Posté par othoharmonie le 27 juillet 2012

 

Attitude du Lynx dans LYNX Linces19-300x219Bien que le Lynx roux soit un des félins les plus étudiés, il demeure assez méconnu du grand public, et notamment des habitants d’Amérique du Nord alors qu’il s’agit du félin sauvage le plus répandu sur ce continent. Un sondage mené sur plusieurs groupes de visiteurs du Cumberland Island National Seashore en Géorgie, où le Lynx a été réintroduit, a permis d’évaluer leurs attitudes et leurs connaissances à propos du Lynx roux. Les personnes sondées étaient en moyenne favorables à la réintroduction du Lynx roux, mais les chasseurs de cerfs de Virginie étaient défavorables. L’évaluation des connaissances sur le Lynx roux a une note moyenne de 3,8/10, les chasseurs ayant obtenu les meilleurs scores (5,1/10). Selon les auteurs, ce score si faible peut être corrélé avec la nature discrète du Lynx roux : les opportunités d’apprentissage par contact direct sont faibles. De plus, peu de reportages animaliers lui sont dédiés, à l’inverse de ce qu’on peut voir pour le lion, le tigre, ou encore le puma.

Commerces des peaux

220px-Bobcat_fur-skins dans LYNXLe Lynx roux est depuis longtemps chassé et piégé pour le sport et pour sa fourrure.
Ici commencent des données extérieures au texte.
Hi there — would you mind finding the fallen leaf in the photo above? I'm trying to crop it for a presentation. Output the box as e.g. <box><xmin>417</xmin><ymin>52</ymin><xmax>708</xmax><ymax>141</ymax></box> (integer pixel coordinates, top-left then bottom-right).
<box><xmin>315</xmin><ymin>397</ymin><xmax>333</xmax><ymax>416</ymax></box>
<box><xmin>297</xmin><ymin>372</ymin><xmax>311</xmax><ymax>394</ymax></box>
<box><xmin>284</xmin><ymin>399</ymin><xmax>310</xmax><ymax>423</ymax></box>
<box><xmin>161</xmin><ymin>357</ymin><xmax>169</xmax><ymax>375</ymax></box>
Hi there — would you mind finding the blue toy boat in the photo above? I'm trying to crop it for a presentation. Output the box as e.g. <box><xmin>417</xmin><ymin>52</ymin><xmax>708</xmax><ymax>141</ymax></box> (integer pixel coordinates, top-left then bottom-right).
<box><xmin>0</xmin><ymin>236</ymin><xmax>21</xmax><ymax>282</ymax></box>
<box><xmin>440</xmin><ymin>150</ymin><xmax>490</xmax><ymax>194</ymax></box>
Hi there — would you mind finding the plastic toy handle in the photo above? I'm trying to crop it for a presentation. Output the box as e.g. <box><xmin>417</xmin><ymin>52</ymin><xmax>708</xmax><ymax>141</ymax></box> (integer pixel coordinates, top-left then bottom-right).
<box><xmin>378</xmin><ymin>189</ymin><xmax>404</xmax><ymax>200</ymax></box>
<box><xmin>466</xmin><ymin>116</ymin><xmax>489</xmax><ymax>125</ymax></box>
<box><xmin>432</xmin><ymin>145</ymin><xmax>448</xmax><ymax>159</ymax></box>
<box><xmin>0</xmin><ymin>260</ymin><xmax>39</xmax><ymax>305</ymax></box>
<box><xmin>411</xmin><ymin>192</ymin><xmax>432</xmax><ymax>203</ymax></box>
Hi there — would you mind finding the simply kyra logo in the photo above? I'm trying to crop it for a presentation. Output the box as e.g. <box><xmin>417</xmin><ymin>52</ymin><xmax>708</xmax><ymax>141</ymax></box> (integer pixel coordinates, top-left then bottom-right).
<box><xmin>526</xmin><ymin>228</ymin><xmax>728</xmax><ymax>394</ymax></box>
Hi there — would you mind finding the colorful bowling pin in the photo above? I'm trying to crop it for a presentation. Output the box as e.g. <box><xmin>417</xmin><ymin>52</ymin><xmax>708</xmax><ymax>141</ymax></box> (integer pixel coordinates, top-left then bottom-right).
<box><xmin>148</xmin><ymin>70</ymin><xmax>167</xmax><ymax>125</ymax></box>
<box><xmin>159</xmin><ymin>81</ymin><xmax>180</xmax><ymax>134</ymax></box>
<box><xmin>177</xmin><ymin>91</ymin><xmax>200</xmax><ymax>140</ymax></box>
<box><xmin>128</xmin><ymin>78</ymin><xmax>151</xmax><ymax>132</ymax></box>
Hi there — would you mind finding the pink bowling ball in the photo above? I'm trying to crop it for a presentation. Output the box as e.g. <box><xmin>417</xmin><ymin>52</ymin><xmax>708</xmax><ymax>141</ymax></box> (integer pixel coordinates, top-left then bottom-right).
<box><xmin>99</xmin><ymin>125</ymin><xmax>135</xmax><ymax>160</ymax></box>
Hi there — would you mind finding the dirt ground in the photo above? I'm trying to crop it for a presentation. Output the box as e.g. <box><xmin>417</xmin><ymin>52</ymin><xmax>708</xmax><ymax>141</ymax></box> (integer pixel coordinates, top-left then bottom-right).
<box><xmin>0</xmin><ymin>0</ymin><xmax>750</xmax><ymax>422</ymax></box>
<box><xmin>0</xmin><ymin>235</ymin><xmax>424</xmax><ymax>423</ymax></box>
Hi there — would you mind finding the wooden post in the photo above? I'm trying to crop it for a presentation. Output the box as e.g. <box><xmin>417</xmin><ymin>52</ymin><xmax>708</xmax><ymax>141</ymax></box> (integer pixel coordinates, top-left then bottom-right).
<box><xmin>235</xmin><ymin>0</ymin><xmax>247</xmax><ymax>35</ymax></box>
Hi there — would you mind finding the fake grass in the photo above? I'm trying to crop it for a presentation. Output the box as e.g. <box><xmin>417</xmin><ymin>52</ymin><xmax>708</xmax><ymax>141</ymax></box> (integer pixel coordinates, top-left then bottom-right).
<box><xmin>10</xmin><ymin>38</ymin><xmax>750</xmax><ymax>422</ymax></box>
Jusqu’au début des années 1970, la peau de Lynx roux se vend autour de 5 $. Le passage de l’Endangered Species Act (ESA) en 1973, qui interdit l’importation de fourrure d’animaux menacés aux États-Unis, et la création de la CITES en 1975, qui interdit le commerce international de nombreux félins, provoquent une hausse des prix sans précédent. De 1970 à 1977, le prix des fourrures passe de 10 $ à 150 $, les plus belles peaux pouvant atteindre 250 $, et le nombre de Lynx roux chassés se multiplie par huit. Les prix s’effondrent suite au lundi noir d’octobre 1987. Dans les années 1990, les prix ont à nouveau baissé.
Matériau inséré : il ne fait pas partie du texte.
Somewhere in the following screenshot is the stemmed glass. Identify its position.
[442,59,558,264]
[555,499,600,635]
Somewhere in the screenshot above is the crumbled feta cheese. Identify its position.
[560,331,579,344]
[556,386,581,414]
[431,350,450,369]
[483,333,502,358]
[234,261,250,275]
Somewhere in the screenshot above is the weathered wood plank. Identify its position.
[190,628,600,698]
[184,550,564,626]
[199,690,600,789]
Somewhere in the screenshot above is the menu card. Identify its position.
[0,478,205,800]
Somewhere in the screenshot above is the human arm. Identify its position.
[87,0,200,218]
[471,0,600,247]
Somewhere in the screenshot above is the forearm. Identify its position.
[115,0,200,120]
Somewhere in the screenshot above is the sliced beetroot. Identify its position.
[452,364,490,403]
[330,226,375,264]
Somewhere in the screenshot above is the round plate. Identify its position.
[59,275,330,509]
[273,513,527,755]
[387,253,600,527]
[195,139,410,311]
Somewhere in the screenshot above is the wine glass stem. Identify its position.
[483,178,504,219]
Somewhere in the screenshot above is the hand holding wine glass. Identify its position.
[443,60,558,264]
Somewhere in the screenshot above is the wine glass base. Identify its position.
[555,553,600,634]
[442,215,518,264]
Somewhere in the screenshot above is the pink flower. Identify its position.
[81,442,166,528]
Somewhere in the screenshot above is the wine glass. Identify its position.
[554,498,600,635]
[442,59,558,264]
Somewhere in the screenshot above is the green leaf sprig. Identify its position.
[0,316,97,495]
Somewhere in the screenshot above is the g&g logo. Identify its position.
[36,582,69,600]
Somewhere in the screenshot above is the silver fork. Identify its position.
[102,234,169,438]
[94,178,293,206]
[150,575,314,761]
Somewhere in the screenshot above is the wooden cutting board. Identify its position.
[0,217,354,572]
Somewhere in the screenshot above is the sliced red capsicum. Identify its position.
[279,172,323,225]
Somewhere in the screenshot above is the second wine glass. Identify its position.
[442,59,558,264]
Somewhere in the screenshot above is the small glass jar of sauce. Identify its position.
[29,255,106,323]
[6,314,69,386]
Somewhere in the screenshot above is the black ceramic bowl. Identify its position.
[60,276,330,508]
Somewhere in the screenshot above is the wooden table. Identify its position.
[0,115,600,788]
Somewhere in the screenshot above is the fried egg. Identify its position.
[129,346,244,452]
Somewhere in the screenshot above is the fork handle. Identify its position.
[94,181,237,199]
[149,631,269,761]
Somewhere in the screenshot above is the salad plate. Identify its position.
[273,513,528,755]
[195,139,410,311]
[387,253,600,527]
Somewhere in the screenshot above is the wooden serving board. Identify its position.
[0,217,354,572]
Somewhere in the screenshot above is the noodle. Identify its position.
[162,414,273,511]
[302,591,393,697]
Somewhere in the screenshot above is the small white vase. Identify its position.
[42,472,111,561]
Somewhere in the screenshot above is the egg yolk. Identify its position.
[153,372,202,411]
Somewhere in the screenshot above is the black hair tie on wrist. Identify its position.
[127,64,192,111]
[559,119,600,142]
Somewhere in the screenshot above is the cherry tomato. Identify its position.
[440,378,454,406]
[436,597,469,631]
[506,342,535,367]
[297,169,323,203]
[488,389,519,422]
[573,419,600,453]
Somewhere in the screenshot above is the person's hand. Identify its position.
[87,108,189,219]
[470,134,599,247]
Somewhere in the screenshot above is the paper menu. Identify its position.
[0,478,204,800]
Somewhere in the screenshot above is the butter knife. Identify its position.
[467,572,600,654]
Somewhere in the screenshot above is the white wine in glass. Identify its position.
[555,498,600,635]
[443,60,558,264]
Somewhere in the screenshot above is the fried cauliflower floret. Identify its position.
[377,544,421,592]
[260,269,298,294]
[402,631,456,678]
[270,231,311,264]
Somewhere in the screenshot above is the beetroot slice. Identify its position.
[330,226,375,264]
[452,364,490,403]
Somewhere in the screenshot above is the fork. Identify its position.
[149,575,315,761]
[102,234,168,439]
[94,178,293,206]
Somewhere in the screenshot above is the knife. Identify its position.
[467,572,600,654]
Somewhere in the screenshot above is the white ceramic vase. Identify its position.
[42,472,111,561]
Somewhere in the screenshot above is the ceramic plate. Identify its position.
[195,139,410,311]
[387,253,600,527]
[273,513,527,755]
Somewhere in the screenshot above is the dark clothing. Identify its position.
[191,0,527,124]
La peau de Lynx roux est la plus vendue de celles des félins. La fourrure de Lynx roux sert à faire des manteaux, des tapis ou des décorations murales ; c’est la fourrure du ventre qui est la plus recherchée. La plupart des exportations viennent des États-Unis, dont les exportations annuelles moyennes sont passées de plus de 13 000 dans les années 1990 à un peu moins de 30 000 dans les années 2000.
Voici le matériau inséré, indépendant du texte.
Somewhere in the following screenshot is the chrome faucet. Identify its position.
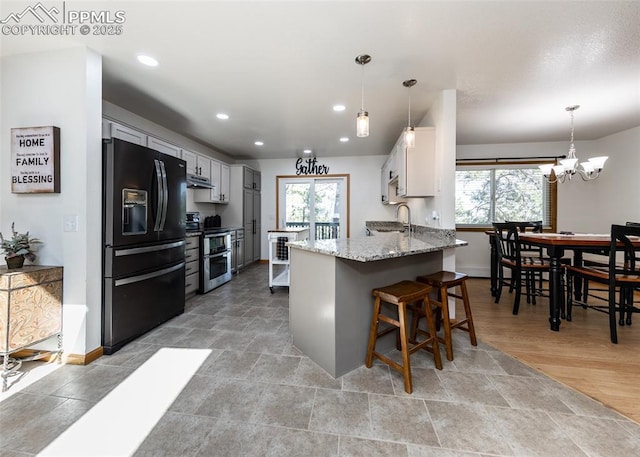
[396,203,411,234]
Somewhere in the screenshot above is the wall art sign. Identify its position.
[11,127,60,194]
[296,157,329,176]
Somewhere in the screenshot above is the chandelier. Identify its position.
[538,105,608,184]
[356,54,371,138]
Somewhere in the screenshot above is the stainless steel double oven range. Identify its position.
[200,228,231,293]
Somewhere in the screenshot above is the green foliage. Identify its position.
[456,167,545,226]
[0,222,42,262]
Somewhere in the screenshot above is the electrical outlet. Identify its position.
[63,214,78,232]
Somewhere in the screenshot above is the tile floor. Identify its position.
[0,265,640,457]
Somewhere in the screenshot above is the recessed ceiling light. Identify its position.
[138,54,158,67]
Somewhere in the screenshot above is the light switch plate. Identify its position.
[63,214,78,232]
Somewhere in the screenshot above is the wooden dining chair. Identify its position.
[505,221,549,296]
[493,222,549,314]
[566,224,640,343]
[569,221,640,310]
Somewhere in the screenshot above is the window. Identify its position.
[456,163,556,229]
[276,175,349,240]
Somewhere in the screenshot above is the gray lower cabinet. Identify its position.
[184,236,200,298]
[231,229,245,273]
[216,165,262,267]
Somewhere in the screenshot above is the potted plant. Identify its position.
[0,222,41,268]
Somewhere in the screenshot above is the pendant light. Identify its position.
[356,54,371,138]
[538,105,608,183]
[402,79,418,148]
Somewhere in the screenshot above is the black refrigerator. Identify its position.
[102,138,187,354]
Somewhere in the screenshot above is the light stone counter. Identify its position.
[288,227,467,377]
[289,232,467,262]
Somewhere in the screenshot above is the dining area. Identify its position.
[485,221,640,344]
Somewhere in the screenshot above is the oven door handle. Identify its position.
[204,249,231,259]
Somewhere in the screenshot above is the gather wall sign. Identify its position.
[296,157,329,176]
[11,126,60,194]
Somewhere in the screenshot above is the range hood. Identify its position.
[187,174,215,189]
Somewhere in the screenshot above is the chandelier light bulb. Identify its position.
[538,105,608,184]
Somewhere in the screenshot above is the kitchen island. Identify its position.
[289,226,467,377]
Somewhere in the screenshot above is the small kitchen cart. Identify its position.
[267,228,309,293]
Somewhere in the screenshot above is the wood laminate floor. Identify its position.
[458,278,640,423]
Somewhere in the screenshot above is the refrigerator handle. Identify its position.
[153,159,164,232]
[113,262,186,287]
[159,160,169,230]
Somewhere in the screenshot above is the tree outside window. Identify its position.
[455,164,555,228]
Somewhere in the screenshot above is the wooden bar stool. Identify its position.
[366,281,442,394]
[411,271,478,360]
Le Lynx roux a inspiré certains noms de lieu aux États-Unis. Par exemple, Lynx Creek près de Prescott en Arizona a été nommée ainsi par un membre de l’expédition de Joe Walker dans les montagnes de Bradshaw où un Lynx roux l’avait attaqué. Le nom des montagnes Catskill viendrait du mot allemand « kaatskill » qui signifie « crique du chat sauvage », le « chat sauvage » désignant un Lynx roux.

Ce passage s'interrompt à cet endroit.